The nuclear reactor core melting accident can cause the leakage of radioactive materials, resulting serious harm to the surrounding environment and the safety of the public. For modern PWR, if the core structure was melted in a severe accident, the generated melt will move downward and interact with the remaining coolant at the lower head, resulting a series of physical phenomena. In this paper, the numerical model based on the VOF to DPM method is presented to analyze physical processes of the interaction between melt jet and coolant. The influence of coolant phase change on the jet breakup length, degree of fragmentation, and particle diameter of melt debris are analyzed under different conditions.
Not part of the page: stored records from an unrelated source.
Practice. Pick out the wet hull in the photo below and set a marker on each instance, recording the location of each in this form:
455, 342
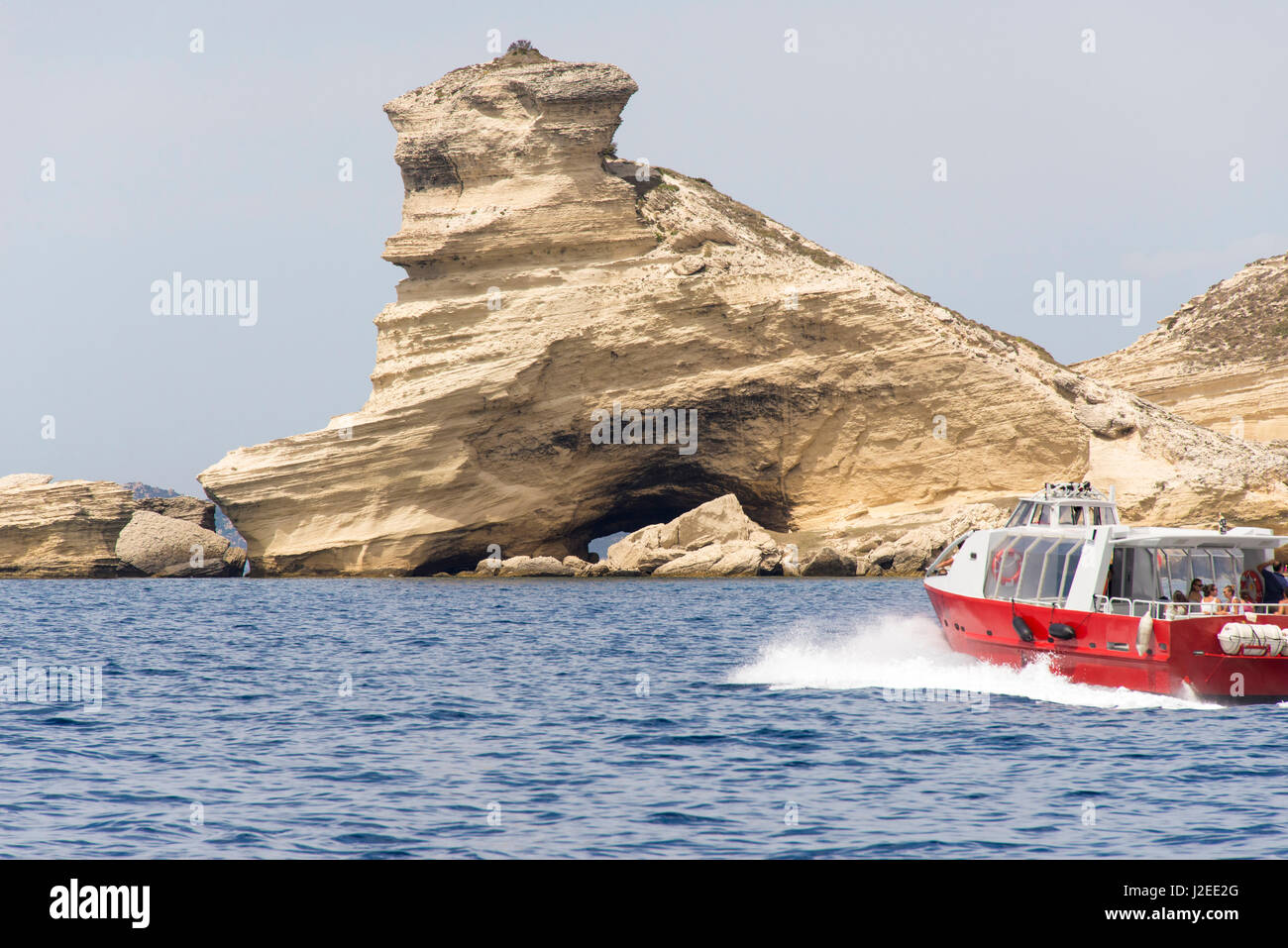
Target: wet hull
1183, 659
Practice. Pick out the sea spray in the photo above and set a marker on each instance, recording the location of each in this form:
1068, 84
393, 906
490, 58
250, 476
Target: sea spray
901, 653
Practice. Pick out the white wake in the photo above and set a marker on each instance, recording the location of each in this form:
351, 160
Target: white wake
901, 652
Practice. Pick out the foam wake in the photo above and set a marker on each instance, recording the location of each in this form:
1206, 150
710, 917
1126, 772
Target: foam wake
901, 652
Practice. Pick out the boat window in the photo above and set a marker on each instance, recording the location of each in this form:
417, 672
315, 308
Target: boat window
1021, 514
1057, 566
1005, 565
1072, 553
1179, 567
1033, 569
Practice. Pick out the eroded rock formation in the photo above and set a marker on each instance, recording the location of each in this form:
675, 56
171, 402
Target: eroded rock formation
98, 528
60, 530
1222, 360
550, 285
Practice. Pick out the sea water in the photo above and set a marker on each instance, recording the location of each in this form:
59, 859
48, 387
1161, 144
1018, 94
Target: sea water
589, 717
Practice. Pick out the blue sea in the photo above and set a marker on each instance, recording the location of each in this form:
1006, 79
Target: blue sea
591, 717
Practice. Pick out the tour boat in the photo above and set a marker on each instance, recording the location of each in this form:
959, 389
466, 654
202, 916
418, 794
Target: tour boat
1064, 583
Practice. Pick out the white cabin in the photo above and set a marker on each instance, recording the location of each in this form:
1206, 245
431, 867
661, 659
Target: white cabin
1065, 548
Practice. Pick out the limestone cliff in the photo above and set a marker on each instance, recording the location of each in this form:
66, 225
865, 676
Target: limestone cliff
60, 530
1222, 360
546, 281
98, 528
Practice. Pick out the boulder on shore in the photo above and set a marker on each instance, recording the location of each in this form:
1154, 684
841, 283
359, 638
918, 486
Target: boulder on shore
64, 530
162, 546
713, 539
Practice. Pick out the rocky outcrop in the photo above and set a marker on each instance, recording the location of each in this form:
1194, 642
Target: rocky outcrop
200, 513
162, 546
1222, 360
60, 530
713, 539
97, 528
910, 553
553, 294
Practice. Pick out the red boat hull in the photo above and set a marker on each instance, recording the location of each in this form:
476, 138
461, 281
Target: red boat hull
1184, 657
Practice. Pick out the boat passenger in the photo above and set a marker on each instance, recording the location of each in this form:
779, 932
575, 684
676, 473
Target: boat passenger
1273, 582
1233, 604
1211, 604
1196, 590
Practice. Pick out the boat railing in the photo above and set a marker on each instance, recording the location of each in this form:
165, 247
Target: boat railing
1173, 610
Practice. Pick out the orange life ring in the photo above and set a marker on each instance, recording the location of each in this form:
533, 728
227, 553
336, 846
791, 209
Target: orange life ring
1249, 586
997, 566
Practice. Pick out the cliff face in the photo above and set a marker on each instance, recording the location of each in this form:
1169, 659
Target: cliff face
60, 530
1222, 360
546, 282
98, 530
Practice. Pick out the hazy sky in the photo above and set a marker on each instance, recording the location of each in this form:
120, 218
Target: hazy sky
223, 163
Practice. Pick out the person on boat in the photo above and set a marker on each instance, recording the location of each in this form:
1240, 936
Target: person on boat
1274, 583
1210, 603
1233, 604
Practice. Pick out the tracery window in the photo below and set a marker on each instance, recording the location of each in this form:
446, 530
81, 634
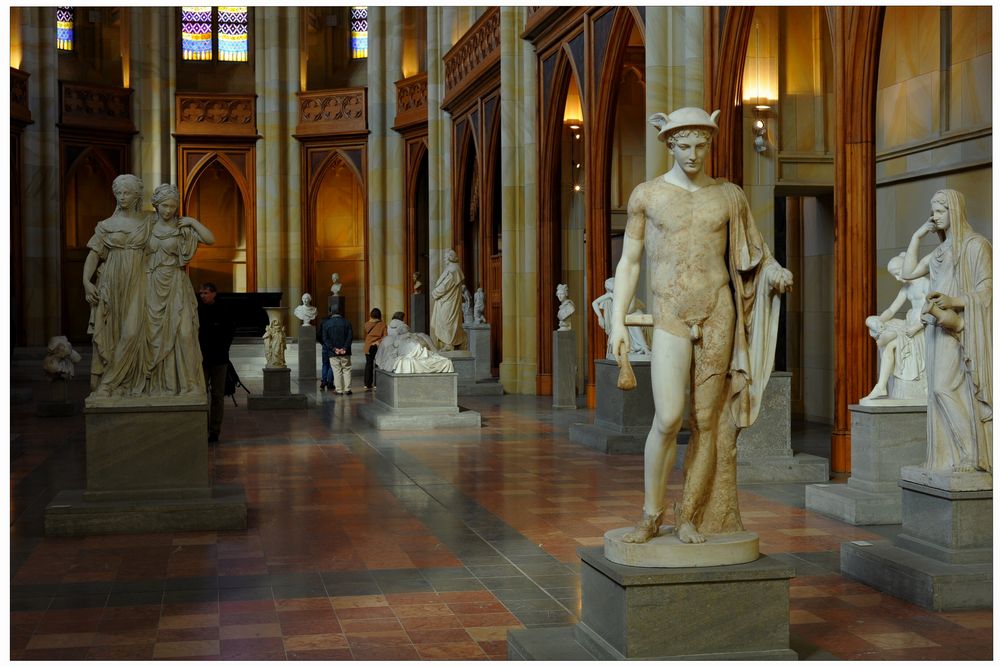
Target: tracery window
64, 28
203, 27
359, 32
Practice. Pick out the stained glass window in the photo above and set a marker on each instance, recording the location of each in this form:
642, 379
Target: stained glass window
196, 33
64, 28
359, 32
233, 34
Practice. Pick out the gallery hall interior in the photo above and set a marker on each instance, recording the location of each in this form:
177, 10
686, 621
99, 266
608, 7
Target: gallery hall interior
506, 332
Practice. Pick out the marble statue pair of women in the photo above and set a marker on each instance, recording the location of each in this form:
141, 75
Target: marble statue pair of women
958, 337
715, 297
446, 314
144, 314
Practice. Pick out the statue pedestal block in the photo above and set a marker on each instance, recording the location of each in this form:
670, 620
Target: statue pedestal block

This paper analyzes the impact of the incident velocity of melt, the incident diameter, the density ratio of melt and coolant on the jet breakup length based on Saito's empirical formula, and compares the simulation results with the empirical formula. The working condition of Yutaka experiment is simulated in this paper and the diameter distribution of the broken fragments is analyzed, as well as the influence of the incident temperature, incident mass and incident velocity of the melt on the average mass diameter of the generated particles. The numerical results reach a good agreement with the experimental data. This work provides a feasible numerical scheme for the analysis of melt jet entering the lower head coolant under accident conditions.